Statistical analysis
Statistical differences between immunizations with TVV with or without Matrix-M™ relative to negative control group receiving PBS were evaluated for HAI titers. Additionally, the effect of two immunizations compared to one immunization and the effect of Matrix-M compared to TVV alone were determined (Additional file
1: Table S1). Data was log-transformed and comparisons between groups were made using the Wilcoxon rank-sum test with adjustment for multiple comparisons (2 fold Bonferroni and for comparisons with PBS a stepwise approach testing first 2x and then 1x vaccination).

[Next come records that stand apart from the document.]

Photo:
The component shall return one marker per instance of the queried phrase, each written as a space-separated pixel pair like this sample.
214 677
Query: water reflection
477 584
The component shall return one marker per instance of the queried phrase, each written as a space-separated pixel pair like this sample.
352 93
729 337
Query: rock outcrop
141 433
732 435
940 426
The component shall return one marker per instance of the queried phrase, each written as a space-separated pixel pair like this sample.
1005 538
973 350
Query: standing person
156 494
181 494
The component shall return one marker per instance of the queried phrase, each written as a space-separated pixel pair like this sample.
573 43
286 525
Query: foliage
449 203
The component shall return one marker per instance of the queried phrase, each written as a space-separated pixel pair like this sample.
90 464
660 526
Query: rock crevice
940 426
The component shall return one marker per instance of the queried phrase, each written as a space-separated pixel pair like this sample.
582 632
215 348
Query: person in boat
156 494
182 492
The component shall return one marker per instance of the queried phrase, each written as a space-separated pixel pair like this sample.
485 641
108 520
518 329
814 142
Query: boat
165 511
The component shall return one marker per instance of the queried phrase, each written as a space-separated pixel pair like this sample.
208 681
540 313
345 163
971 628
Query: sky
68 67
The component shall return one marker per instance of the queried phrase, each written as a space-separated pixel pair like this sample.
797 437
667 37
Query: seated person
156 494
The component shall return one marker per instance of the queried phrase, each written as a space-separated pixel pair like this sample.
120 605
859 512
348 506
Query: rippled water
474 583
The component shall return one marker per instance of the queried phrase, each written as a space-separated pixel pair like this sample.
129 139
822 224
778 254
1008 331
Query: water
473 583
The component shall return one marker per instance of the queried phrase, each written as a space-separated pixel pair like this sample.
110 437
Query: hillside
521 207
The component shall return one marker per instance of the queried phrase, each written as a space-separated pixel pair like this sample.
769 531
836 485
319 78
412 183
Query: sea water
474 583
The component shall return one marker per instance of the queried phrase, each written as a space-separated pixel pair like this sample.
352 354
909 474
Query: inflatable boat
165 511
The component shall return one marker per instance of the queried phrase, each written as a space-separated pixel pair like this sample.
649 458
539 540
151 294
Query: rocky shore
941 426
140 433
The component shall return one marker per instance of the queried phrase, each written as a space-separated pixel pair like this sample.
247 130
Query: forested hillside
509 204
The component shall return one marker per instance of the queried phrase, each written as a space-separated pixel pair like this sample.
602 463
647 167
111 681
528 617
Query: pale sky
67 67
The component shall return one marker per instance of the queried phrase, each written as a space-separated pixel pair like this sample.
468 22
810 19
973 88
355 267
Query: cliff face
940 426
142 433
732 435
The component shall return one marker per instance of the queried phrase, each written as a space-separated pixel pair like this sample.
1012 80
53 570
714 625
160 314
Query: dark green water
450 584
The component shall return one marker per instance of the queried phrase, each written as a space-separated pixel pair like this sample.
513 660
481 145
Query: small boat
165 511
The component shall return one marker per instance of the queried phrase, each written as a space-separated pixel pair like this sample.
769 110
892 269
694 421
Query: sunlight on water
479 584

In the challenge models the vaccine groups were compared to the vehicle control group for survival proportion, change in body weight and clinical scores. For survival proportion after challenge, a Fisher’s exact test was performed. For body weight loss and clinical score analysis, repeated measurements in the challenge phase were summarized as a single outcome per animal using an Area Under The Curve (AUC) approach where missing values for animals that died before day 21 were imputed with a last-observation-carried-forward method. Body weight data are expressed as the change relative to the day 0 measurement. The AUC was then defined as the summation of the area above and below the baseline. An ANOVA on AUC’s was done with group as explanatory factor. Clinical scores were summarized as AUC per mouse and groups were compared using a generalized linear model with a cumulative logit distribution to compare area under the curves for ordinal variable.

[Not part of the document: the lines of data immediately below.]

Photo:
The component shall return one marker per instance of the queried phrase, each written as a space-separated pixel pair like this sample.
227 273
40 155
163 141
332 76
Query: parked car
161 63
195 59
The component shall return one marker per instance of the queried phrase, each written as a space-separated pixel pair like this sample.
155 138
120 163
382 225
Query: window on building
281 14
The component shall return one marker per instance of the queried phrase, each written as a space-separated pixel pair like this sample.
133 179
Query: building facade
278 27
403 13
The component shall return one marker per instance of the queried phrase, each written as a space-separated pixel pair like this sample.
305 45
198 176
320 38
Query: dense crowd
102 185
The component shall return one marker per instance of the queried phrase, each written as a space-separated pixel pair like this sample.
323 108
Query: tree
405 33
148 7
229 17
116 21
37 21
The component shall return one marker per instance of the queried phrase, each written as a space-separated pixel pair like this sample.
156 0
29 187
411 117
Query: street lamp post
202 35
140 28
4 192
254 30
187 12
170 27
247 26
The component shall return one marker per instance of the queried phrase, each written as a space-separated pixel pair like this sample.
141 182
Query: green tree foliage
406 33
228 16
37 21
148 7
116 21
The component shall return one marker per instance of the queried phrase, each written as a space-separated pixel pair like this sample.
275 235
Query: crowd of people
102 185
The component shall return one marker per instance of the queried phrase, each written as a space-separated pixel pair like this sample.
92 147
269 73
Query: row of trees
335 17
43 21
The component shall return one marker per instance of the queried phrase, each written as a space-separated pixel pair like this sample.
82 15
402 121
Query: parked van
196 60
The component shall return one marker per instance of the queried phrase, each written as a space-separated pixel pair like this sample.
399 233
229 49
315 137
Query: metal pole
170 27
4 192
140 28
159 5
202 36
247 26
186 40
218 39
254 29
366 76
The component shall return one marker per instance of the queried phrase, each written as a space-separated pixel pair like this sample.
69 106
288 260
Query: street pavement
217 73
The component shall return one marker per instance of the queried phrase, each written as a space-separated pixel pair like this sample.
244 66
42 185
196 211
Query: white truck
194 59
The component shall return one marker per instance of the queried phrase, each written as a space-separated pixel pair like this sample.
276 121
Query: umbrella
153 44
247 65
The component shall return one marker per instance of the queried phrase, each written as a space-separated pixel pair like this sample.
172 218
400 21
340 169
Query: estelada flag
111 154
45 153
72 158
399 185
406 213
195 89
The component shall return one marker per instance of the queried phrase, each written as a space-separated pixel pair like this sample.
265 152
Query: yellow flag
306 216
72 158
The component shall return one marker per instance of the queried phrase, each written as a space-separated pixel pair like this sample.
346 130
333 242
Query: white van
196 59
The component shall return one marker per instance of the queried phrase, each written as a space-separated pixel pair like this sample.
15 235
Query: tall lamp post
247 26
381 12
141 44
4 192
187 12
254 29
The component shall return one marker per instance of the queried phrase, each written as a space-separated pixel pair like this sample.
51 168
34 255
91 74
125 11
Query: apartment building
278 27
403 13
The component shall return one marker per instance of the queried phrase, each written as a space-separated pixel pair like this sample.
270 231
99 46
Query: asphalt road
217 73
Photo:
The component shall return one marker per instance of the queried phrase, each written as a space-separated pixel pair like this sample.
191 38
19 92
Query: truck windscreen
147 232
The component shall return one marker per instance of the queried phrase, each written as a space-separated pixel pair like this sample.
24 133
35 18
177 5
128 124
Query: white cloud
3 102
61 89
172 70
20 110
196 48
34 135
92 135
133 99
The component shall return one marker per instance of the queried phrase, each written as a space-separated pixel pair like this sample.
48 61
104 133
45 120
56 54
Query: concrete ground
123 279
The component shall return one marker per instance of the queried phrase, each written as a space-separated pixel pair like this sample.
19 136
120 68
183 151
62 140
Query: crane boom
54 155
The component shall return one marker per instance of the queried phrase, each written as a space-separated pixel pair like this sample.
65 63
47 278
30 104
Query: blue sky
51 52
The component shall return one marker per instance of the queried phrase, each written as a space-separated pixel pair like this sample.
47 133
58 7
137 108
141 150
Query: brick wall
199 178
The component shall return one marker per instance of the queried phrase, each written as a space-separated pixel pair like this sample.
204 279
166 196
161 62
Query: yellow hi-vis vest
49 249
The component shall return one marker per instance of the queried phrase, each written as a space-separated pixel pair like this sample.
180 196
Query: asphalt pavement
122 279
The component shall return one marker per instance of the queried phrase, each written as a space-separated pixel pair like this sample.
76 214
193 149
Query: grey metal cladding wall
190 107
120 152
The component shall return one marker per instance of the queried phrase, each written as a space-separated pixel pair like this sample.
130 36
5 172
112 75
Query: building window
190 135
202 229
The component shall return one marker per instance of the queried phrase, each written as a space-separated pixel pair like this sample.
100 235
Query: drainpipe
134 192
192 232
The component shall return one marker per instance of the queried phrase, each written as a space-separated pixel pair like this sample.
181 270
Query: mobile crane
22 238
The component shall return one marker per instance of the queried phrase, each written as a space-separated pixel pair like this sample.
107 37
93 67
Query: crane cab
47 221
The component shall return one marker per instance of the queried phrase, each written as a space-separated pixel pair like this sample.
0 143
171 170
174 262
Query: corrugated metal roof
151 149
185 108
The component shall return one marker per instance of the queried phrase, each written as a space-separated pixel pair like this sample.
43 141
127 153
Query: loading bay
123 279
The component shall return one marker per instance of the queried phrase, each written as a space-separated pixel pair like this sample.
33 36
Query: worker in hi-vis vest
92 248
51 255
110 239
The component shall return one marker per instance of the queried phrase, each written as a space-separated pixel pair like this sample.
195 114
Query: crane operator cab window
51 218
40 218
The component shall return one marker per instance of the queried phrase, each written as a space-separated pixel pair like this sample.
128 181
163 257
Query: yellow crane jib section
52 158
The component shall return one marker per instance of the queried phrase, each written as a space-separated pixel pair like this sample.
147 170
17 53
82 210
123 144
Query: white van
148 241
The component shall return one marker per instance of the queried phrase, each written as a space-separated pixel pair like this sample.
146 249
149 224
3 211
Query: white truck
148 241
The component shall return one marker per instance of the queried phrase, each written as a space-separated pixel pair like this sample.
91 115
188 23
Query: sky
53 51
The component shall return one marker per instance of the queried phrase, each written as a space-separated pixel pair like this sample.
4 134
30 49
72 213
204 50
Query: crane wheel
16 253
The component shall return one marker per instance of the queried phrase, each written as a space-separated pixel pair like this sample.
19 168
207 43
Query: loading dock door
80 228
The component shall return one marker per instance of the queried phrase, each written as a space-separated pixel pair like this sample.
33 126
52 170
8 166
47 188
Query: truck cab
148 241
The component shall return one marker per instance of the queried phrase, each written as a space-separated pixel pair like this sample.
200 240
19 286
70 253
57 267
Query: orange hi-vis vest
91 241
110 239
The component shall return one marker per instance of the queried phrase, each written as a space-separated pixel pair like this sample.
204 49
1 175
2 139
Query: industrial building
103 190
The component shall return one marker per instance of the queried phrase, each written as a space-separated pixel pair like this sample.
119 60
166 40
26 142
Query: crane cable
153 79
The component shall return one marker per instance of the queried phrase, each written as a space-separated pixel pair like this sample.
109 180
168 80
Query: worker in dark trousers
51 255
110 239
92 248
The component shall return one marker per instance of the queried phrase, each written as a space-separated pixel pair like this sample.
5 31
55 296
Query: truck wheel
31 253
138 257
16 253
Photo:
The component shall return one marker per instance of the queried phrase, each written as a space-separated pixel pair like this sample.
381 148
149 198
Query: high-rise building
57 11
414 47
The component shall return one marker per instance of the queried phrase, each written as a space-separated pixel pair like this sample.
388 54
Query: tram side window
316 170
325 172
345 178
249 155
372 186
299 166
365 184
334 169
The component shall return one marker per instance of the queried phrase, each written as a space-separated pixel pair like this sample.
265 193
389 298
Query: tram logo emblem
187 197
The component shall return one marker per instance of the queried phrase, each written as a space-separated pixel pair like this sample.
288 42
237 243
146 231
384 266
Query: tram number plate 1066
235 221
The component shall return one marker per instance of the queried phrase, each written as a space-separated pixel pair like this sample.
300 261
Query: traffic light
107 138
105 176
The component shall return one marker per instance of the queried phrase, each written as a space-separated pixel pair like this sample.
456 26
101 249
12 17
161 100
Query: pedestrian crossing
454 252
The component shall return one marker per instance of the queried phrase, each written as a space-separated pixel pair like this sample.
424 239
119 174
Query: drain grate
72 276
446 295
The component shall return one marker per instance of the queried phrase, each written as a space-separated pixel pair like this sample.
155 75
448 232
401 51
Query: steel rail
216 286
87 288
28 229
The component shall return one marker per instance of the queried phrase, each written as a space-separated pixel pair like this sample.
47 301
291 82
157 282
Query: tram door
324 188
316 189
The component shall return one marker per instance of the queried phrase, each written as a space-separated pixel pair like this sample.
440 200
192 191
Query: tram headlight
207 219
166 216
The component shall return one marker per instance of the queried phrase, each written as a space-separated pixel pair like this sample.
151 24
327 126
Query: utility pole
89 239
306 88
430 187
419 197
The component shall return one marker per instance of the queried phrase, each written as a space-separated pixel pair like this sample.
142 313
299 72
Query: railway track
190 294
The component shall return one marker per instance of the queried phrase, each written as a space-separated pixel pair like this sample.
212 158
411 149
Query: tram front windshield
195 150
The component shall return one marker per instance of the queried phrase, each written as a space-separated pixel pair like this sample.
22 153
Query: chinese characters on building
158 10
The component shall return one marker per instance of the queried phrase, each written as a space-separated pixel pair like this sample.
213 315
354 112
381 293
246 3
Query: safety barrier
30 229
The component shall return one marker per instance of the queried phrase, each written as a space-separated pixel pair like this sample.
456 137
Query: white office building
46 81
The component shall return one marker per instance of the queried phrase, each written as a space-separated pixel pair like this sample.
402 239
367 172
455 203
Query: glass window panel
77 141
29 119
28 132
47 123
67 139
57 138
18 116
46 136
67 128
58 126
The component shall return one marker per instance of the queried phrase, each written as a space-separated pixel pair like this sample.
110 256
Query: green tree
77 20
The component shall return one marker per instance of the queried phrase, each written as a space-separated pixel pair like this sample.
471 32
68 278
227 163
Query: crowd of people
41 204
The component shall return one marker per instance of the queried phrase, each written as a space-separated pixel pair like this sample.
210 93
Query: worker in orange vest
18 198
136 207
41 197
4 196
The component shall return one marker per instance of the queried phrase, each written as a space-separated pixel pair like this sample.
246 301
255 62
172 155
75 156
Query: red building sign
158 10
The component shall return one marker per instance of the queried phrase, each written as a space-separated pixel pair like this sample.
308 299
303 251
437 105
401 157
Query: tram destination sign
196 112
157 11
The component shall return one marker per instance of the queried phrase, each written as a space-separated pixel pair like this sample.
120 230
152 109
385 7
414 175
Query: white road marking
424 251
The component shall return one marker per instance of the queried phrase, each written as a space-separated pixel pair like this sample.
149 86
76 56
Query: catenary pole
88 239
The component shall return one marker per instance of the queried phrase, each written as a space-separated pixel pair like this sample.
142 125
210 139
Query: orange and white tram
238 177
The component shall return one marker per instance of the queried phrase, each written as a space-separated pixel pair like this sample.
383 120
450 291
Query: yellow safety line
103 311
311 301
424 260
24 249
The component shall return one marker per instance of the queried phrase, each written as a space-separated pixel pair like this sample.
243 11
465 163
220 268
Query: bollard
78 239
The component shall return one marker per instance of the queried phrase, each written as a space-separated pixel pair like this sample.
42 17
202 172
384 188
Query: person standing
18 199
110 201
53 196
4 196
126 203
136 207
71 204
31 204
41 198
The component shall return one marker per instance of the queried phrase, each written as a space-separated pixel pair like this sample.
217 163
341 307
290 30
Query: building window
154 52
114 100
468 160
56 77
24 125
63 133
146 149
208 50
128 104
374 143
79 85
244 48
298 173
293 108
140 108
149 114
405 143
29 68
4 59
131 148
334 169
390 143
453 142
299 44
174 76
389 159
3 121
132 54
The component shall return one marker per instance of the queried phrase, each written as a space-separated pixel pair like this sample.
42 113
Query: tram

For the vaccine homologous challenges, survival proportion per dose was compared to the vehicle control group using a 2-sided Fisher’s exact test. Across doses TVV + MM was compared to TVV only in a logistic regression model with log(dose) as covariable, adjuvant as factor and their interaction.

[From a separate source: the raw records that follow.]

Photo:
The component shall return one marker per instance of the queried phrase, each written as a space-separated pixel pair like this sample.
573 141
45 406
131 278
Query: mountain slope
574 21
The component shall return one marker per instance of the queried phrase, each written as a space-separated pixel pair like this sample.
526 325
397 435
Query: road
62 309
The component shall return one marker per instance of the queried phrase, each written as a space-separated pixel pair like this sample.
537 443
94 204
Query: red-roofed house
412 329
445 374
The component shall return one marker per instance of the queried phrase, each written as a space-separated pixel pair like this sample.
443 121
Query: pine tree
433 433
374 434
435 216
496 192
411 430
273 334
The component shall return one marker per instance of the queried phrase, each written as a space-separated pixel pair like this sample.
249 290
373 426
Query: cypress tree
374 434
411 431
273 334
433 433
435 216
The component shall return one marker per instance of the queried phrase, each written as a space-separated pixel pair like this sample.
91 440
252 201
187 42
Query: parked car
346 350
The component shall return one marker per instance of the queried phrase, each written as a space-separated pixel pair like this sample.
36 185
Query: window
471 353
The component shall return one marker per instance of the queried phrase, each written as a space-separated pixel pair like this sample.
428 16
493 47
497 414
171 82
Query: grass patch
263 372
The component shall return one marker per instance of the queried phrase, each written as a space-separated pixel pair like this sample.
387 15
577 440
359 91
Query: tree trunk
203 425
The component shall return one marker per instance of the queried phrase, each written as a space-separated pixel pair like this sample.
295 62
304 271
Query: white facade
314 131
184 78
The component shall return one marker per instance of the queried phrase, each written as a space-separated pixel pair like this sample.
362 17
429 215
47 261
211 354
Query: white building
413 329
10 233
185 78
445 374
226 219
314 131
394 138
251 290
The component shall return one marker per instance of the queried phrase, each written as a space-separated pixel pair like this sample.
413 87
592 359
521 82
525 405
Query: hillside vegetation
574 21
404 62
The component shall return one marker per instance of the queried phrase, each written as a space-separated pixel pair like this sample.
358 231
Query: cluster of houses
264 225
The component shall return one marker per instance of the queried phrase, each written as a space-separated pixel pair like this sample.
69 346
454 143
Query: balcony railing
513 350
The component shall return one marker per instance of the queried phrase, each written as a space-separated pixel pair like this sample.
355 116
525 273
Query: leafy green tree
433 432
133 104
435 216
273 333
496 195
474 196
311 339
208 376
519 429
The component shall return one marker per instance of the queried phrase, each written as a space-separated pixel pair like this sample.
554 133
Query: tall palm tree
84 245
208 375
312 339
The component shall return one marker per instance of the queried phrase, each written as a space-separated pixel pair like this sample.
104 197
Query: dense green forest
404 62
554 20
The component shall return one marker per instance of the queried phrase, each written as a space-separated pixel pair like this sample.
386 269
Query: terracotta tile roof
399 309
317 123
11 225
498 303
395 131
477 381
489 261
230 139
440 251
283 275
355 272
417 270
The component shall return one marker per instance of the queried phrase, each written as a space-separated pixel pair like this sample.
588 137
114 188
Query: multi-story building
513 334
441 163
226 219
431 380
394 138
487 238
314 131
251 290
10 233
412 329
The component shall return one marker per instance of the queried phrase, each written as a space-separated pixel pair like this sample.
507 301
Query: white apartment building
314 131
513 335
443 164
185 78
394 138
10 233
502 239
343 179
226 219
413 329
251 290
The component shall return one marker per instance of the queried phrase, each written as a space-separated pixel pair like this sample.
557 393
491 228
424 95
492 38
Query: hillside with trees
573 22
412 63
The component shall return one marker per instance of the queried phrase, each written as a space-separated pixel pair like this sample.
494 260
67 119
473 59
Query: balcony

Statistical analyses were performed using SAS version 9.2 (SAS Institute Inc. Cary, NC, USA) and SPSS version 20 (SPSS Inc., IL, USA). Statistical tests were conducted two-sided at an overall significance level of α = 0.05.
Competing interests
All authors are or were employees of Janssen Research and Development, Pharmaceutical companies of Johnson and Johnson or Novavax AB.
Authors’ contribution
FC designed the experiments, interpreted the data and wrote the manuscript. ES designed the animal studies and helped interpret the data and draft the manuscript. MB acquired and analyzed the serological data and performed the animal studies. MK and JT supported the design of the animal studies and performed statistical analysis of the data. LD designed and coordinated the animal studies. WK and KLB helped to draft the manuscript. JG and KR designed the experiments, interpreted the data and helped to draft the manuscript. All authors read and approved the manuscript.